The houses do not have running water however, our guide shows us a pump to extract the water, where the locals come to supply; a little farther there are two latrines surrounded by metal sheets; those are the bathrooms for the entire neighborhood.

When we are going back to the main street we go to a house where music comes out, there are some guys who are having fun and dancing and, when they see us, they look curious and greet us.

Some women have a stall on the road and sell objects made with recovery materials, they earn to live like that; we buy something, hoping to help them and then get back in the car.

During a visit to Soweto, you cannot miss the Hector Pieterson Museum and Memorial in Orlando West; this museum is dedicated to Hector Pieterson, the first victim of the Soweto revolt of  June 16, 1976.

The whites wanted to impose the Afrikaans as first language in the schools, instead of English, the boys came out into the square for a peaceful demonstration, but the police opened fire and shot the crowd killing two guys.

In the days to come, there were violent demonstrations, repressed by the police; at the end there were several hundred deaths among Soweto's inhabitants.

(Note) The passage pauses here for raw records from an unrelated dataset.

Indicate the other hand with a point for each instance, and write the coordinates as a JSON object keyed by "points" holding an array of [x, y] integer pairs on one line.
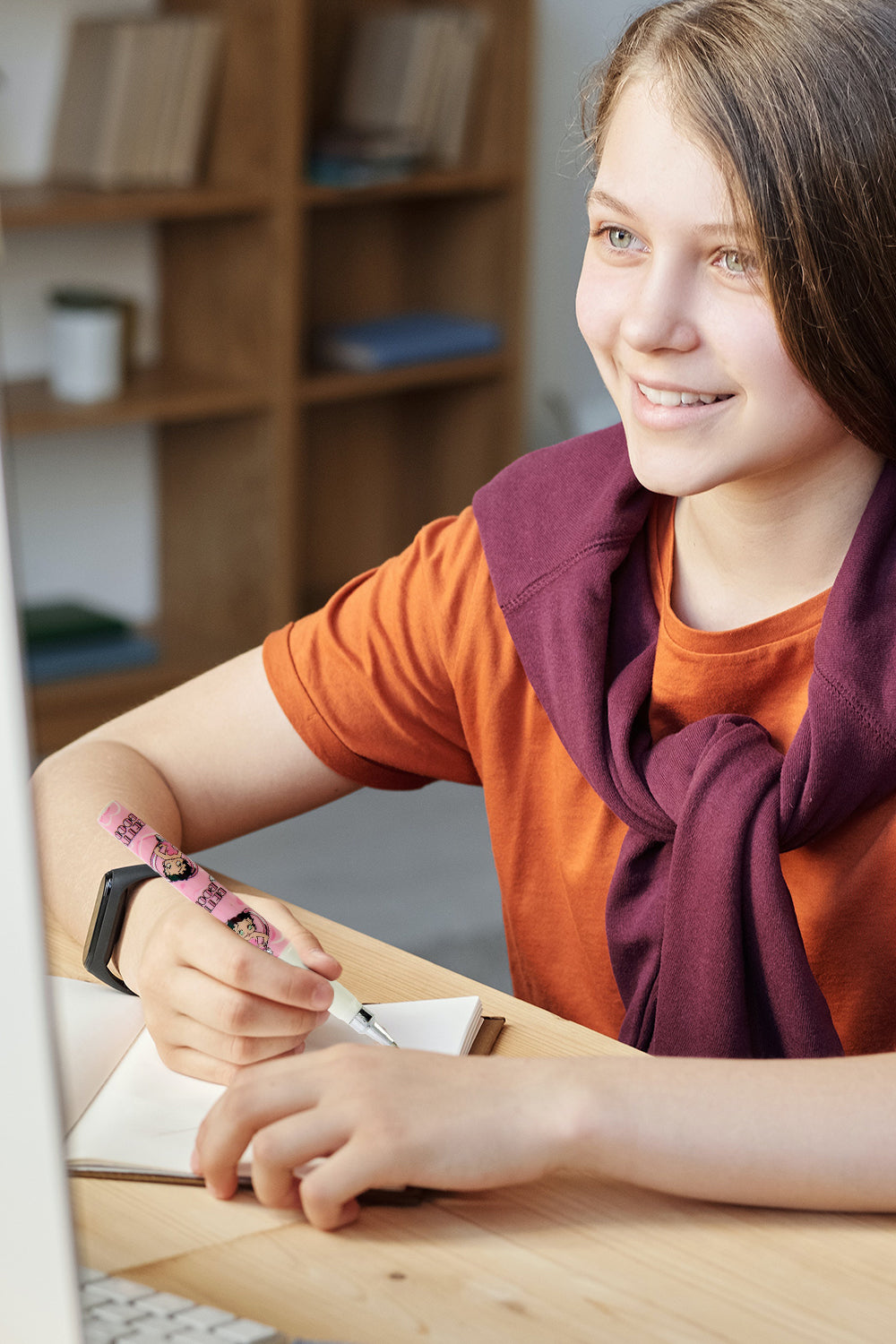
{"points": [[382, 1118]]}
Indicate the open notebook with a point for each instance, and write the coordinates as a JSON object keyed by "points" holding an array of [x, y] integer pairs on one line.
{"points": [[126, 1115]]}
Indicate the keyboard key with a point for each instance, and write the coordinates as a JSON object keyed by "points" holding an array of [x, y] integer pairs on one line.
{"points": [[203, 1317], [247, 1332]]}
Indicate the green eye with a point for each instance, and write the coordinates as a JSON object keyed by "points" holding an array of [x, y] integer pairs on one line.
{"points": [[735, 263]]}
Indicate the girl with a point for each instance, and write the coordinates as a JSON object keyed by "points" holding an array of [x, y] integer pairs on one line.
{"points": [[664, 650]]}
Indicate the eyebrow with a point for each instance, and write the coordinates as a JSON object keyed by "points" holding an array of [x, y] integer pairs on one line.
{"points": [[597, 196]]}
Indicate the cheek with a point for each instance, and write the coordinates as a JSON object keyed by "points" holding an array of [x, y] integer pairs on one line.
{"points": [[594, 309]]}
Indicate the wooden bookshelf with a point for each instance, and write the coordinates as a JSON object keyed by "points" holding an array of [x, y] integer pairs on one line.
{"points": [[279, 481]]}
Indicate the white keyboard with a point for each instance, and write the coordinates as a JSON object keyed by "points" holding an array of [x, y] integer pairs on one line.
{"points": [[117, 1309]]}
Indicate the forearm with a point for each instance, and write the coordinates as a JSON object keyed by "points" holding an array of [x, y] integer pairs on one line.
{"points": [[785, 1133], [70, 790], [203, 763]]}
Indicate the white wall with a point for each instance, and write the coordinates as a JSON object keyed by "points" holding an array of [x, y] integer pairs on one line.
{"points": [[83, 503], [86, 502]]}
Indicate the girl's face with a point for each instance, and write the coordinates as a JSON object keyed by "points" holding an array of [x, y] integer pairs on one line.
{"points": [[675, 316]]}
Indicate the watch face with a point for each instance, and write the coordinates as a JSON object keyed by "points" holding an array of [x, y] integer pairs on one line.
{"points": [[107, 921], [96, 919]]}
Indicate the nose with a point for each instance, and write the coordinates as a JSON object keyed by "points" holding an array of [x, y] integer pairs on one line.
{"points": [[661, 311]]}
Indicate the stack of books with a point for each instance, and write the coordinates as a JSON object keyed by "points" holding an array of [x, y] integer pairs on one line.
{"points": [[403, 102], [67, 640], [366, 347], [136, 101]]}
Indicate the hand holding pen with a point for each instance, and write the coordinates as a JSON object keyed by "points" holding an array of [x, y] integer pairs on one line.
{"points": [[194, 882]]}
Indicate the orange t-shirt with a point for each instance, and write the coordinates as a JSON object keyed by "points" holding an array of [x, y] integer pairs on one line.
{"points": [[409, 675]]}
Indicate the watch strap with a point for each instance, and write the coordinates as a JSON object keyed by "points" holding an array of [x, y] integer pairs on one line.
{"points": [[108, 918]]}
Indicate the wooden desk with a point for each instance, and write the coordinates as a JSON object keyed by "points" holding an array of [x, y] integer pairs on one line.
{"points": [[567, 1258]]}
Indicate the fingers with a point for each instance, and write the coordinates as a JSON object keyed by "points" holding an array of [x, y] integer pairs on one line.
{"points": [[277, 1107], [306, 945], [210, 995], [236, 1013]]}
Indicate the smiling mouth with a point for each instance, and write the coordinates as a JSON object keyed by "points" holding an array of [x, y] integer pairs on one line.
{"points": [[659, 397]]}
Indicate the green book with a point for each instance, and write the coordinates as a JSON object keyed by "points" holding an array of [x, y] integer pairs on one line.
{"points": [[56, 623]]}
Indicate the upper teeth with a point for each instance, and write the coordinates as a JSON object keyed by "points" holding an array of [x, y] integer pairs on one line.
{"points": [[662, 398]]}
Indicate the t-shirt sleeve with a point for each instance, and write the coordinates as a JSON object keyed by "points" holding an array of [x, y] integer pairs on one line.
{"points": [[368, 682]]}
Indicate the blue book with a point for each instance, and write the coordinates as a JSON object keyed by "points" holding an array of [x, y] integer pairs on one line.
{"points": [[93, 656], [405, 339]]}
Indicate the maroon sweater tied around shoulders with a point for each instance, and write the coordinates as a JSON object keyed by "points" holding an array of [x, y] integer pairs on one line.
{"points": [[702, 927]]}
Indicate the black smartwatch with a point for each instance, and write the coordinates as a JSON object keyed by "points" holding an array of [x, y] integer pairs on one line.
{"points": [[107, 921]]}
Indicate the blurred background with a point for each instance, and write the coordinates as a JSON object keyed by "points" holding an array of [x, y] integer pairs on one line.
{"points": [[281, 281]]}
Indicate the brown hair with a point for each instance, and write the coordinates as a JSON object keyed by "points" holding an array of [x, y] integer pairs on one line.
{"points": [[796, 99]]}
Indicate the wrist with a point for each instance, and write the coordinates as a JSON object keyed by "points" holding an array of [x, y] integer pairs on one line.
{"points": [[145, 906]]}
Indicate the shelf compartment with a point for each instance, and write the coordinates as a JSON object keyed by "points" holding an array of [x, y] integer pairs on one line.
{"points": [[452, 254], [64, 710], [151, 394], [319, 389], [457, 183], [378, 468], [46, 206]]}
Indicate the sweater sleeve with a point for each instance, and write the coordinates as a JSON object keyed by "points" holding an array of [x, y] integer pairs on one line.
{"points": [[368, 682]]}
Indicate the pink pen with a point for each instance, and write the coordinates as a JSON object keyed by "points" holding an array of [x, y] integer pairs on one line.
{"points": [[201, 887]]}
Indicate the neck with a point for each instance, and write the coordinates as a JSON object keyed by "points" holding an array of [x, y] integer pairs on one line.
{"points": [[753, 548]]}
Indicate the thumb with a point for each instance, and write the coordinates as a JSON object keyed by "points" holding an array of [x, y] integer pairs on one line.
{"points": [[309, 949]]}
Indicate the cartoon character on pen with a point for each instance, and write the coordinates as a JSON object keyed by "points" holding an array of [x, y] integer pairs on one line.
{"points": [[252, 927], [171, 863]]}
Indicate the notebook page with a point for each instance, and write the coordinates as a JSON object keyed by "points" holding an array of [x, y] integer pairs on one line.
{"points": [[147, 1116], [96, 1026]]}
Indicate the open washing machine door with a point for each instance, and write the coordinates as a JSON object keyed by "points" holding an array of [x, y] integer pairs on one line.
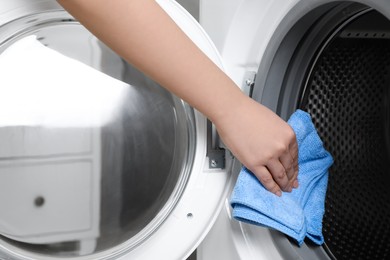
{"points": [[332, 59], [141, 185]]}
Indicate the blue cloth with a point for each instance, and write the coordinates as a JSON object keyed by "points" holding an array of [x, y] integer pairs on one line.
{"points": [[297, 214]]}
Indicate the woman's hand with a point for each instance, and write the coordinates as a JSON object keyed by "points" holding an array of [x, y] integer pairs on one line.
{"points": [[143, 34], [263, 142]]}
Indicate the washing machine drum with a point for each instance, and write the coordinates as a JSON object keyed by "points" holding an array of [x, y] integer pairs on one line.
{"points": [[336, 62], [94, 171]]}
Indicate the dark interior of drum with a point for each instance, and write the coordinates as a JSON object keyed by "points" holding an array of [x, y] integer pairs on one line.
{"points": [[347, 95]]}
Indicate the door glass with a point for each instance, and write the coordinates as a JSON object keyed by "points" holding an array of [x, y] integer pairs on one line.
{"points": [[90, 157]]}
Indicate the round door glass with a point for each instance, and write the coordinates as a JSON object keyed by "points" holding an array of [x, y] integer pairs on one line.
{"points": [[93, 154]]}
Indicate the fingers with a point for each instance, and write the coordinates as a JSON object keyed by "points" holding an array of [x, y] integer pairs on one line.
{"points": [[265, 177], [293, 149], [280, 174]]}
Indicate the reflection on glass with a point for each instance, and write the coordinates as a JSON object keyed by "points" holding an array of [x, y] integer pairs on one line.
{"points": [[87, 160]]}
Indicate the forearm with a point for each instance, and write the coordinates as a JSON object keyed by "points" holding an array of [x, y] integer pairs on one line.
{"points": [[133, 28]]}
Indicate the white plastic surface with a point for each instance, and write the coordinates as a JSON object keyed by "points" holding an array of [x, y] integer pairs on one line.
{"points": [[246, 36]]}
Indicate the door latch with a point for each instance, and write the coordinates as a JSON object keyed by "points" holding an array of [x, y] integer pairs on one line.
{"points": [[215, 153]]}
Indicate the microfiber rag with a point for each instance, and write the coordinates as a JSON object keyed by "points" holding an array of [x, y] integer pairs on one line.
{"points": [[299, 213]]}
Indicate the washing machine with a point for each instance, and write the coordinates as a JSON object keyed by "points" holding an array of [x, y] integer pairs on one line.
{"points": [[331, 59], [153, 181]]}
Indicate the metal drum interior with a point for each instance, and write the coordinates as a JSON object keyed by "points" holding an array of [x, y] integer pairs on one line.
{"points": [[142, 157], [336, 62]]}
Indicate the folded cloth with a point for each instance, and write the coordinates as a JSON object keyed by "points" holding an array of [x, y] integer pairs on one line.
{"points": [[297, 214]]}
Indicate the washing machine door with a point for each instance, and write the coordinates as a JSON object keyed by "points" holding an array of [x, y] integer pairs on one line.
{"points": [[137, 185], [331, 59]]}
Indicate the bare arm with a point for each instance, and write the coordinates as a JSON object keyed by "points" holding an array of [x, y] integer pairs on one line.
{"points": [[142, 33]]}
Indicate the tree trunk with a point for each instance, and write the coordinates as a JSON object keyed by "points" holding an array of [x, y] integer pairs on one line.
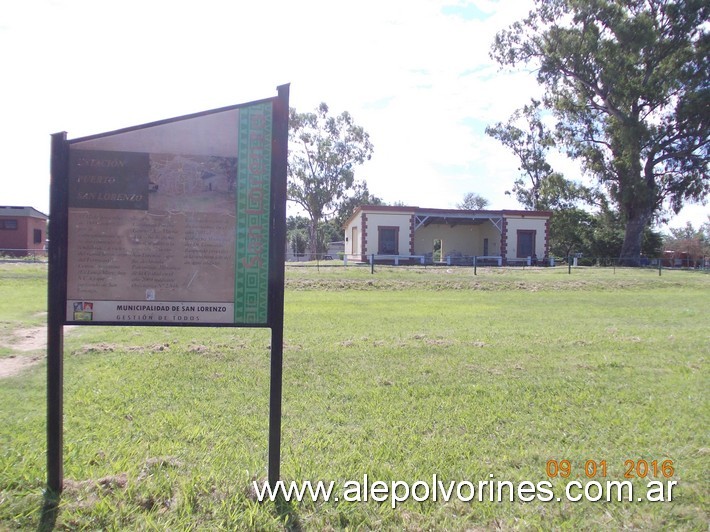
{"points": [[313, 240], [633, 238]]}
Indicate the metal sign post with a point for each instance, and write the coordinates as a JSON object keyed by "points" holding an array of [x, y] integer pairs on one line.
{"points": [[180, 222]]}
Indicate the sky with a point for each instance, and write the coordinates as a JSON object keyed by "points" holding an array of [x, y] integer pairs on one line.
{"points": [[415, 74]]}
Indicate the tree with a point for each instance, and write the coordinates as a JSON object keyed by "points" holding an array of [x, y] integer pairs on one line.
{"points": [[473, 202], [628, 80], [323, 153], [530, 145]]}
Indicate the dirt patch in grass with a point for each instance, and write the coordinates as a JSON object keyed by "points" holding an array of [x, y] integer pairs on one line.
{"points": [[22, 342]]}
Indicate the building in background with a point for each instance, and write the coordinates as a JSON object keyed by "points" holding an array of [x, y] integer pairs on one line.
{"points": [[23, 231], [447, 236]]}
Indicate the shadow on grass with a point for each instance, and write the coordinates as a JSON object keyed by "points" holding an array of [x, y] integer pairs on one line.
{"points": [[49, 511], [286, 511]]}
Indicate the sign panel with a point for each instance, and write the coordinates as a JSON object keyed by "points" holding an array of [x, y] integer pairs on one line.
{"points": [[170, 223]]}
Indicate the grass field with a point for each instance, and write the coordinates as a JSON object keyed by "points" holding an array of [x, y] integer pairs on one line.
{"points": [[399, 376]]}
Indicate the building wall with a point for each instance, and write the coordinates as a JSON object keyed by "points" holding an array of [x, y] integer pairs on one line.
{"points": [[23, 237], [466, 240], [527, 223], [374, 220]]}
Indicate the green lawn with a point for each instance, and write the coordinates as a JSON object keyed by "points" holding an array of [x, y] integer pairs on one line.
{"points": [[399, 376]]}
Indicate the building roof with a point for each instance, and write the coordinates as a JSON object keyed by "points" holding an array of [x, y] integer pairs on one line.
{"points": [[445, 215], [28, 212]]}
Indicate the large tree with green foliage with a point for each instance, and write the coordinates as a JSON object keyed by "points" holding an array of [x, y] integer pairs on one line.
{"points": [[323, 153], [628, 81], [527, 137]]}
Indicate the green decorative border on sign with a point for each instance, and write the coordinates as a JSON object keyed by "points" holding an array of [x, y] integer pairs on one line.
{"points": [[251, 285]]}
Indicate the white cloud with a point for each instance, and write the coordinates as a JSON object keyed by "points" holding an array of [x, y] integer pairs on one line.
{"points": [[418, 80]]}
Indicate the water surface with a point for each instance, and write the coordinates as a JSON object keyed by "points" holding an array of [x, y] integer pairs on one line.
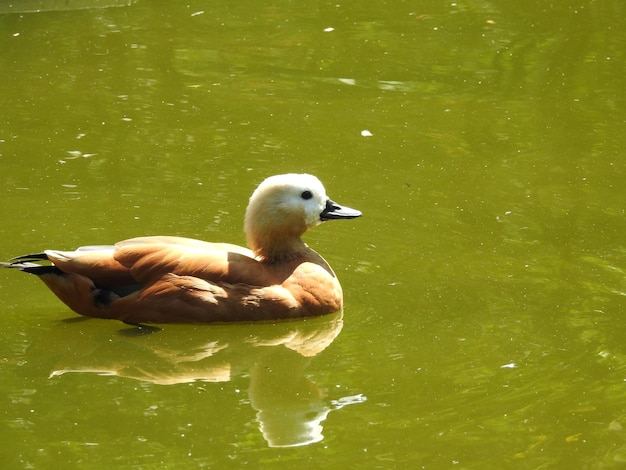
{"points": [[484, 286]]}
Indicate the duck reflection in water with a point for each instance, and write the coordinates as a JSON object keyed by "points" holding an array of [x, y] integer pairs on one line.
{"points": [[290, 408]]}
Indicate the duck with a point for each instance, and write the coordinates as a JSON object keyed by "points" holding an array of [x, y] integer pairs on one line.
{"points": [[172, 279]]}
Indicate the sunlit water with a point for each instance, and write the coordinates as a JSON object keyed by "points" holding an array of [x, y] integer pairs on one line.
{"points": [[484, 286]]}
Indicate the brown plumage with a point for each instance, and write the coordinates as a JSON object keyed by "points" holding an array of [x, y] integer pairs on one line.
{"points": [[166, 279]]}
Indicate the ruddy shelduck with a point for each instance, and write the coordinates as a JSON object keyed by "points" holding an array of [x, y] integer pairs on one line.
{"points": [[166, 279]]}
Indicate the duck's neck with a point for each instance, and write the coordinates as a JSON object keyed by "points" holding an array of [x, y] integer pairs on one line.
{"points": [[278, 249]]}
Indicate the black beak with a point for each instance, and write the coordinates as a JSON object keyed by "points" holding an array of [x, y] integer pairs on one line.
{"points": [[335, 211]]}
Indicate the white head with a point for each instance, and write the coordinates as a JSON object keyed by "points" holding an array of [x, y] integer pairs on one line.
{"points": [[283, 207]]}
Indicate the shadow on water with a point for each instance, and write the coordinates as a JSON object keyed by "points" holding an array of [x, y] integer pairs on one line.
{"points": [[31, 6], [274, 356]]}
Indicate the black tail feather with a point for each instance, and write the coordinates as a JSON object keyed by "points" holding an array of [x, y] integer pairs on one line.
{"points": [[31, 257]]}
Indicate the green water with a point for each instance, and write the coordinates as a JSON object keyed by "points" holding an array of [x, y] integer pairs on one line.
{"points": [[484, 286]]}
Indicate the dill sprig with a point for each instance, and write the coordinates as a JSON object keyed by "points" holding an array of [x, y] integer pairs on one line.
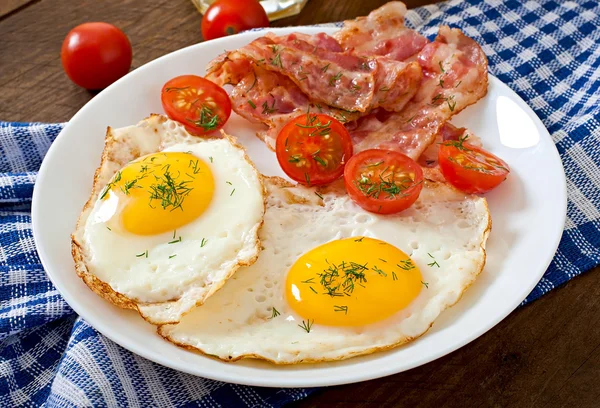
{"points": [[114, 181], [406, 265], [387, 182]]}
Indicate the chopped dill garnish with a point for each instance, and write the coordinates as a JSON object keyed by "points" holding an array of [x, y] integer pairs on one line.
{"points": [[253, 83], [406, 265], [335, 78], [268, 110], [379, 271], [387, 182], [340, 309], [171, 89], [169, 191], [339, 280], [194, 165], [306, 325]]}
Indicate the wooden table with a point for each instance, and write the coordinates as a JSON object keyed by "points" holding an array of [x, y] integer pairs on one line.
{"points": [[546, 354]]}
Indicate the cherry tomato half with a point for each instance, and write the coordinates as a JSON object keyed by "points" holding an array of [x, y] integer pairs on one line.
{"points": [[383, 181], [197, 103], [228, 17], [469, 168], [312, 149], [94, 55]]}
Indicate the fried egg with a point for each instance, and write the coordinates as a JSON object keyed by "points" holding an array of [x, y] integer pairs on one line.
{"points": [[163, 229], [334, 281]]}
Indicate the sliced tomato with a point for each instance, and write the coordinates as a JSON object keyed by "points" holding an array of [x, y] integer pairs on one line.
{"points": [[197, 103], [312, 149], [383, 181], [470, 168]]}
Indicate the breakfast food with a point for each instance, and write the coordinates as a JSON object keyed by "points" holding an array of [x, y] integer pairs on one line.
{"points": [[381, 234], [334, 281], [162, 230]]}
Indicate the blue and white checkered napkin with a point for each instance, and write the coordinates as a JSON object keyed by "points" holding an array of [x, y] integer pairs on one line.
{"points": [[547, 51]]}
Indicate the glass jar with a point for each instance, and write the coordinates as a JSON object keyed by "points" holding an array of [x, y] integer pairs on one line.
{"points": [[275, 9]]}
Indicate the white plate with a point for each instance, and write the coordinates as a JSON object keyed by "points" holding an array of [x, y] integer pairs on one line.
{"points": [[528, 219]]}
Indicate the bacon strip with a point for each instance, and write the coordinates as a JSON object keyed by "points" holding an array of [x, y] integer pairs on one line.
{"points": [[455, 76], [382, 32], [338, 79], [263, 96]]}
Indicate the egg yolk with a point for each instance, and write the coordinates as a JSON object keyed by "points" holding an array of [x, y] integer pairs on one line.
{"points": [[352, 282], [159, 192]]}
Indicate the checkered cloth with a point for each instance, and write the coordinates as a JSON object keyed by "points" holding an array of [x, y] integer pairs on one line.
{"points": [[547, 51]]}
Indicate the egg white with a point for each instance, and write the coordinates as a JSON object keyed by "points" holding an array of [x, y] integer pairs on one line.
{"points": [[238, 322], [175, 277]]}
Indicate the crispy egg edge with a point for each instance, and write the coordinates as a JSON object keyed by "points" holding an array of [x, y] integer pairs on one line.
{"points": [[281, 183], [103, 289]]}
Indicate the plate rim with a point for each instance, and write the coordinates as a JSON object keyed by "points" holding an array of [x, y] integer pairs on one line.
{"points": [[124, 341]]}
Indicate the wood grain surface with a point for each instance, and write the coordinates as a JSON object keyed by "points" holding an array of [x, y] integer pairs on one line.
{"points": [[546, 354]]}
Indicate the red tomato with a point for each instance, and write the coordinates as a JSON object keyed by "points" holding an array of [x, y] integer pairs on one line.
{"points": [[94, 55], [197, 103], [470, 168], [383, 181], [228, 17], [312, 149]]}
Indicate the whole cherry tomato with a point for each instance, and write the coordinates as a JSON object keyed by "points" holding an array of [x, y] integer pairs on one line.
{"points": [[228, 17], [94, 55]]}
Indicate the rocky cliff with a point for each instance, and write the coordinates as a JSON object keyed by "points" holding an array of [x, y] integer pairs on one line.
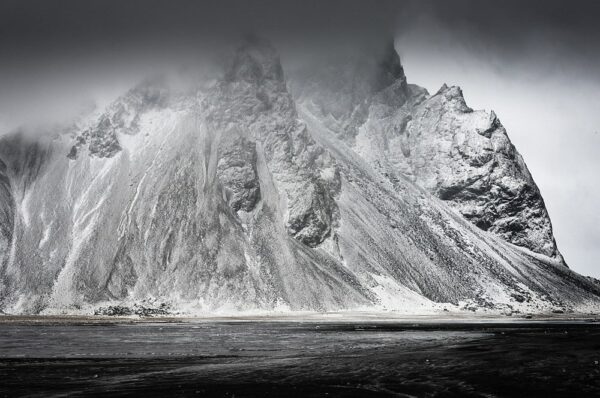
{"points": [[266, 192]]}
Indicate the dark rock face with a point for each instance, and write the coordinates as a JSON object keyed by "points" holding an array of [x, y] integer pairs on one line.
{"points": [[236, 196], [462, 156], [122, 117], [254, 98], [466, 158], [236, 169]]}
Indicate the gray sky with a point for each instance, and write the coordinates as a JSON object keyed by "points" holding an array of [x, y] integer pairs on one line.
{"points": [[535, 63]]}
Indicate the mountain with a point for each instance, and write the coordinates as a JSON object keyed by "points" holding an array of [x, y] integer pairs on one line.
{"points": [[338, 187]]}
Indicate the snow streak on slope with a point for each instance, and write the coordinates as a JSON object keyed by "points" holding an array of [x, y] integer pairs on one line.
{"points": [[236, 197]]}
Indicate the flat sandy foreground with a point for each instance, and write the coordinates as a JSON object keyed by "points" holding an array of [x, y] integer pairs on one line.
{"points": [[309, 317]]}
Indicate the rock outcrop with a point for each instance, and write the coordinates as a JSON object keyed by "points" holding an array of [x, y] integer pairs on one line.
{"points": [[359, 191]]}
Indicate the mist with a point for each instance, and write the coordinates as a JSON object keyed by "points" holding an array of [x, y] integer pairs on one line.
{"points": [[535, 65]]}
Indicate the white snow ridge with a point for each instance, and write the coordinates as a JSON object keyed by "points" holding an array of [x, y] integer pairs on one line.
{"points": [[333, 189]]}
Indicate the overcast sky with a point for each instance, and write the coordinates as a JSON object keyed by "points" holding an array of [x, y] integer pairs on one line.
{"points": [[537, 65]]}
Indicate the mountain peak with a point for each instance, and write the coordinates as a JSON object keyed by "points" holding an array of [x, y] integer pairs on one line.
{"points": [[255, 61]]}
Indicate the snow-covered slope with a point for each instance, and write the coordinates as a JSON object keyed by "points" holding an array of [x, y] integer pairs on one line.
{"points": [[242, 196]]}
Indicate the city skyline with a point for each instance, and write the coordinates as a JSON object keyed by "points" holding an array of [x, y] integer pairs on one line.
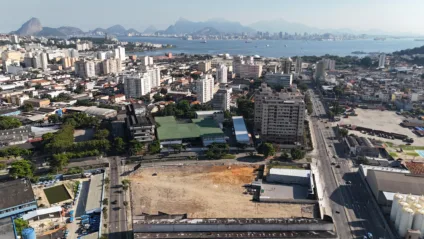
{"points": [[359, 16]]}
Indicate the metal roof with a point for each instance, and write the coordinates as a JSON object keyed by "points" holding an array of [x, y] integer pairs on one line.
{"points": [[40, 212], [242, 135]]}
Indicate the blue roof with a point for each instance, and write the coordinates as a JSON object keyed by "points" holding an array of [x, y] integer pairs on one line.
{"points": [[242, 136]]}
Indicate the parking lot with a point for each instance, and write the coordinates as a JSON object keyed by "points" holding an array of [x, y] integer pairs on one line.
{"points": [[387, 121]]}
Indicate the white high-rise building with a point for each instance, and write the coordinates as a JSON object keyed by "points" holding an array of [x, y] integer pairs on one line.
{"points": [[222, 98], [14, 39], [111, 66], [382, 61], [44, 61], [137, 85], [222, 73], [101, 55], [120, 53], [279, 116], [86, 69], [154, 75], [204, 88], [146, 61]]}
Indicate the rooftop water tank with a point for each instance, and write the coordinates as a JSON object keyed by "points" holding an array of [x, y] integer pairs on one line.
{"points": [[411, 199], [395, 205], [399, 213], [28, 233], [418, 222], [405, 221]]}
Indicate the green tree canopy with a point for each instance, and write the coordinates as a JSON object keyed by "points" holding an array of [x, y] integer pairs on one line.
{"points": [[21, 169], [7, 122]]}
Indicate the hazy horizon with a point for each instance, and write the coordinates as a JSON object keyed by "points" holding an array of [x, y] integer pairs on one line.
{"points": [[361, 15]]}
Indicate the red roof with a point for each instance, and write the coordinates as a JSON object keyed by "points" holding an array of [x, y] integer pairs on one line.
{"points": [[415, 167]]}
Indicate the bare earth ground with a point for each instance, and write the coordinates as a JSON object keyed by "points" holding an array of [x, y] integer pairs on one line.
{"points": [[204, 192]]}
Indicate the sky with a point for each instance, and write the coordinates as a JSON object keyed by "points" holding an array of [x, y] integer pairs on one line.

The world became acquainted with these facts only thanks to a young reporter who was able to get out of South Africa, carrying a stack of photographs taken during the riots, and managed to send them to the press.

The visit to the museum is very interesting and touching, but you cannot take photographs; it is a shame that at the museum shop they do not sell a photo book with a collection of the exhibit; in return they sell several books written by Mandela and other people who have fought to end the apartheid.

Not far away lies Mandela's home, some of the objects that belonged to him have been collected inside; for many it is almost a pilgrimage place, children come here on a day school trip to find out where Mandela lived and to pay him homage.

On the other side of the street is the home of the Archbishop Desmond Tutu, who played a key role, along with Mandela, in the struggle against apartheid; but his house has not been transformed into a museum like Mandela’s, but has been relocated to another family, so there is only one plaque on the wall reminding the illustrious guest.

Today has been intense as the emotions Johannesburg has transferred to us are intense; we are very happy to have visited it, although we realize that it was just a fleeting tasting.

This megalopolis has thousands of faces and millions of stories to tell, as it is often the case with the big African cities, an entire life ould not be enough to discover them all.